Doppler Secret Operator with GKE

rrmangum · July 13, 2023, 6:46pm

Previously my cluster was running the Doppler Secret Operator with no issue. My cluster settings were set to e2-medium machines with autoscaling, the cluster scaled to one e2-medium machine. Today I decided to switch my cluster from autoscaling to manual with 3 dedicated e2-micro machines. The rest of my cluster is functioning just fine, Only the doppler-operator-controller-manager is failing with the error: “Does not have minimum availability”. I do not believe it is an issue with resources as 3 e2 micro machines is pretty closely comparable to one e2-medium machine.

When I inspect the workload I have two errors: “Pod errors: Unschedulable” and “Does not have minimum availability”. The logs contain various messages some of which I’ll include here:

2023-07-13T18:00:45.964Z INFO controller-runtime.manager.controller.dopplersecret Stopping workers {“reconciler group”: “secrets.doppler.com”, “reconciler kind”: “DopplerSecret”}

“2023-07-13T18:00:41.972Z INFO controllers.DopplerSecret Reconciling dopplersecret {“dopplersecret”: “doppler-operator-system/doppler-token”}”

“2023-07-13T18:00:41.972Z INFO controllers.DopplerSecret Requeue duration set {“dopplersecret”: “doppler-operator-system/doppler-token”, “requeueAfter”: “1m0s”}”

“2023-07-13T18:00:41.978Z ERROR controllers.DopplerSecret Unable to update dopplersecret {“dopplersecret”: “doppler-operator-system/doppler-token”, “error”: “Failed to load Doppler Token: Failed to fetch token secret reference: Secret "doppler-token-secret" not found”}”

I did not make changes to the doppler-token or the Doppler secret operator configuration files. I believe this is an issue of the workload not being transferred to the new node pool since it lives in a different namespace.

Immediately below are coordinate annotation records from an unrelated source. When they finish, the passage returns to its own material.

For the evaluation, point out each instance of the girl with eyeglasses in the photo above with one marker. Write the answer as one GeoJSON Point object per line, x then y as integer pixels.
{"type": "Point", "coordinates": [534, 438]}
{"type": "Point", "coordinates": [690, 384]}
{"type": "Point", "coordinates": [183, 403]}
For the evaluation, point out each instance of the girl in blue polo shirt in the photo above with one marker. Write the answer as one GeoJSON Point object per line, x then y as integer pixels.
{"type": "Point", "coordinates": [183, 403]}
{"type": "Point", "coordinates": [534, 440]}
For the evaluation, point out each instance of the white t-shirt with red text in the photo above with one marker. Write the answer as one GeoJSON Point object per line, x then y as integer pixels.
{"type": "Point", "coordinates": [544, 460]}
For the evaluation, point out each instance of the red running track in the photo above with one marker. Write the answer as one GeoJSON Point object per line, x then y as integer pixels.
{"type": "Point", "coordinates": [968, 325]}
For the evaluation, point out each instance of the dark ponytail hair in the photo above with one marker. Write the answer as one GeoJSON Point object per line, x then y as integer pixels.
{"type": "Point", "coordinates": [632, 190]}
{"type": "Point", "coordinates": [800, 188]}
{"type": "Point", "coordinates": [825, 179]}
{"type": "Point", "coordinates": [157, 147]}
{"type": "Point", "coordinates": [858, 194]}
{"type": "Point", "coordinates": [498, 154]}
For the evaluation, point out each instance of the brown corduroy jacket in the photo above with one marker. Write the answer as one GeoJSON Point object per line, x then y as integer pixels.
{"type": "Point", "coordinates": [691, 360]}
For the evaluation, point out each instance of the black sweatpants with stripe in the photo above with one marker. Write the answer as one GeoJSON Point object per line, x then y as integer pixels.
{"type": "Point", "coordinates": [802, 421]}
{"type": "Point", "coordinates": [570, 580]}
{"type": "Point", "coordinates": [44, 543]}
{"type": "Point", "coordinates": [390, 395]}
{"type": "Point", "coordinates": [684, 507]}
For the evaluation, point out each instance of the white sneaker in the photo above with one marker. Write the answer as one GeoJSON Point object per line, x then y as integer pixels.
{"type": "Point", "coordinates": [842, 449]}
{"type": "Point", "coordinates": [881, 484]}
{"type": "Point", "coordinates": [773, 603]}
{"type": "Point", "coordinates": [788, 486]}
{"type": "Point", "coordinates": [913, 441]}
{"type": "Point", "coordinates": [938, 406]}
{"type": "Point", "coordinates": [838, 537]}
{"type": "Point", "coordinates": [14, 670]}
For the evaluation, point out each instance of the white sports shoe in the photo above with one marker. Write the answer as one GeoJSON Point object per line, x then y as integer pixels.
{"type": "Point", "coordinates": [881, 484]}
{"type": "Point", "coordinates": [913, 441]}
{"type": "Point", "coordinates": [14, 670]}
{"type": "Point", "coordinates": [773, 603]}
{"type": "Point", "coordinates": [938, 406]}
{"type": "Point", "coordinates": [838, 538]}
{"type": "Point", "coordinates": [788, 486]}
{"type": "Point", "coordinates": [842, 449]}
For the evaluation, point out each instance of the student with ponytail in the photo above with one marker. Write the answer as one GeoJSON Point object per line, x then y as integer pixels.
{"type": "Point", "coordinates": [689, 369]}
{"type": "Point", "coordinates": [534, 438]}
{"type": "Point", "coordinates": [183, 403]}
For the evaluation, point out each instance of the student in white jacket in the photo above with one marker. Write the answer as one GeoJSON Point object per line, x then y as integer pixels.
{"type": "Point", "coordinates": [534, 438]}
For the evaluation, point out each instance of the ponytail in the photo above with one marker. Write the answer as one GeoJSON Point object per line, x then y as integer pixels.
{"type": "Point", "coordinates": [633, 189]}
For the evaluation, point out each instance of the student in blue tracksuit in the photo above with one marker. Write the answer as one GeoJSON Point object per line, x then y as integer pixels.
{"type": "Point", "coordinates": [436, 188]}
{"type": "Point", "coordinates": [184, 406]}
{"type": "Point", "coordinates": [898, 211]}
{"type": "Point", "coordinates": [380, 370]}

watsonian · July 13, 2023, 7:43pm

Hi @rrmangum!

Our helm chart defines the following resource limits for the controller manager:

resources:
  limits:
    cpu: 100m
    memory: 256Mi
  requests:
    cpu: 100m
    memory: 256Mi

It’s also configured to create 1 replica by default. You should be able to adjust these in your values.yaml file if you’re using one. If you are, can you post what you’re using currently?

Regards,
-Joel

rrmangum · July 13, 2023, 7:47pm

I used kubectl to apply the secret operator. This is my .yaml for the secret operator. This same file also includes configurations for my application specific containers. I have them separated with the triple dash like this:

apiVersion: secrets.doppler.com/v1alpha1
kind: DopplerSecret
metadata:
  name: doppler-token
  namespace: doppler-operator-system
spec:
  tokenSecret: 
    name: doppler-token-secret
  managedSecret: 
    name: doppler-token
    namespace: default
---
# Application specific yaml configuration

watsonian · July 13, 2023, 8:17pm

@rrmangum Could you try running this for me?

kubectl get secrets -n doppler-operator-system

Does it list the doppler-token-secret secret? The next thing to ensure is that the namespace under metadata is doppler-operator-system for all of your CRDs. All DopplerSecret CRDs must exist in the same namespace as the operator. The managedSecret can use other namespaces, but the DopplerSecret itself must be in the same namespace as the operator.

Could you also run the following commands and send me the output?

kubectl get pods -n doppler-operator-system
kubectl describe pod $NAME_OF_POD_FROM_PREVIOUS_COMMAND -n doppler-operator-system

Regards,
-Joel

rrmangum · July 13, 2023, 8:23pm

kubectl get secrets -n doppler-operator-system

Returns “No resources found in doppler-operator-system namespace.” The doppler-token secret exists in the default namespace. Should it be in both namespaces? It was working before though and I didn’t change the location of the doppler-token secret.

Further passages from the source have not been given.